I am attempting to do ordinal logistic regression but I keep failing to pass the proportional odds assumption. Almost all of my features are shown to have high significance, but the only model that I can fit that passes the Chi-Squared test for proportional odds is rather trivial.

What is the typical way of rectifying this? Is it like linear regression where I can add more interactions or higher order terms to rectify this? If so, how do I go about finding (visually) the ideal adjustments to make to my model? (Like I could plot the residuals against a predictor in linear regression to determine where linearity fails. Is there an equivalent for ORL?)

Best Answer

It's true, in general, that "calibration" tests will behave differently under a different set of regression adjustments. A lot of statisticians will begin and end fishing expeditions by choosing the magic set of adjustments that leads to a clean pass for model based assumptions. But adjustments also change the scientific question, and shouldn't be chosen on the basis of meeting "calibration" requirements. The proportional odds test is just such a goodness of fit test. Here, I mean calibration as some quasi-counterpart to goodness of fit where significance means rejection of model based assumptions. Of course, in large sample sizes almost all calibration tests fail not because the model is invalid but because the test is overpowered and a 0.05 significance level is arbitrary and unuseful.

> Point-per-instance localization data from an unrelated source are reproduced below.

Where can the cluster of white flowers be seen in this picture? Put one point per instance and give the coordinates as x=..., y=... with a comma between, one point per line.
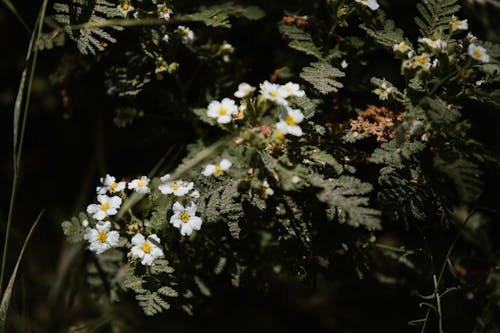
x=228, y=110
x=163, y=11
x=384, y=90
x=217, y=169
x=372, y=4
x=186, y=34
x=125, y=7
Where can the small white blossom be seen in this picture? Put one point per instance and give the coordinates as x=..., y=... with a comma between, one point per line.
x=435, y=44
x=457, y=24
x=107, y=206
x=244, y=89
x=164, y=12
x=187, y=35
x=101, y=238
x=383, y=91
x=140, y=185
x=110, y=185
x=185, y=218
x=289, y=121
x=222, y=110
x=402, y=48
x=146, y=249
x=421, y=61
x=372, y=4
x=161, y=65
x=291, y=89
x=266, y=189
x=479, y=53
x=273, y=92
x=217, y=169
x=178, y=188
x=125, y=7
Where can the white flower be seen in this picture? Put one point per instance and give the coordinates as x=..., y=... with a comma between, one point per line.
x=383, y=91
x=422, y=61
x=289, y=121
x=178, y=187
x=222, y=110
x=457, y=24
x=185, y=218
x=161, y=65
x=479, y=53
x=402, y=48
x=140, y=185
x=273, y=92
x=110, y=185
x=217, y=169
x=187, y=35
x=101, y=238
x=125, y=7
x=146, y=249
x=164, y=12
x=435, y=44
x=266, y=189
x=372, y=4
x=244, y=89
x=291, y=89
x=107, y=206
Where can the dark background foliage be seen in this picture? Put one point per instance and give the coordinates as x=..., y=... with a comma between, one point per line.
x=71, y=140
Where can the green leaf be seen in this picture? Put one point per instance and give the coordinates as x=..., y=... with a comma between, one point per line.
x=323, y=77
x=300, y=40
x=73, y=229
x=346, y=195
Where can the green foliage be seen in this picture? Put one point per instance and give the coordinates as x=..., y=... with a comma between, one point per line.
x=346, y=196
x=218, y=15
x=435, y=15
x=74, y=229
x=300, y=40
x=388, y=36
x=88, y=40
x=323, y=77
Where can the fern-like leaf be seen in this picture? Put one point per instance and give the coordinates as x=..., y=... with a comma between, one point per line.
x=323, y=77
x=88, y=40
x=347, y=196
x=435, y=15
x=300, y=40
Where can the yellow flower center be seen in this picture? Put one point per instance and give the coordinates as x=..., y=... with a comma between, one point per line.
x=146, y=248
x=218, y=170
x=185, y=217
x=289, y=121
x=280, y=135
x=102, y=237
x=422, y=60
x=105, y=206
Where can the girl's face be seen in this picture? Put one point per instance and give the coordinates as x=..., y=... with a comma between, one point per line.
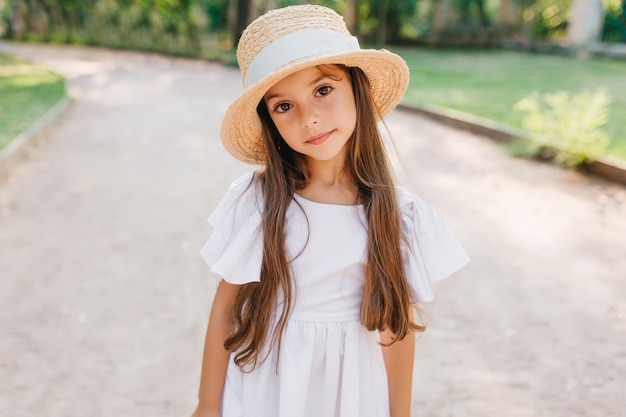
x=314, y=111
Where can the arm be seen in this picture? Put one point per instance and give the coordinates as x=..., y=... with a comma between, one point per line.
x=215, y=359
x=399, y=365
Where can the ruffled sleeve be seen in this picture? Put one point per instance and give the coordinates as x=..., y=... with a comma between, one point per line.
x=430, y=251
x=235, y=249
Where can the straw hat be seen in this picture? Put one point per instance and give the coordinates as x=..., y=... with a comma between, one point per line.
x=287, y=40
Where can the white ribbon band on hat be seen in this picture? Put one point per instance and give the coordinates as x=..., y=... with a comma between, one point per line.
x=298, y=45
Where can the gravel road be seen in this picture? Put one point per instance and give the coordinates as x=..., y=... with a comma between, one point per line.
x=104, y=297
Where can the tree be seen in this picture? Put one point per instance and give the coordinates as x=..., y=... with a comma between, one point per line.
x=585, y=26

With a larger number of adjustments in the model, the proportional odds model tends toward a saturated model where each stratum specific probability is close or identical to the fitted values. This is a problem when the data structure is sparse.

One way around the issue of non-proportional odds is to just fit the log-linear model. This is the most general form of analysis of categorical data. With this you can summarize any number of summaries: the multinomial model, or odds ratios predicting a response for a cumulatively higher response for each reference category.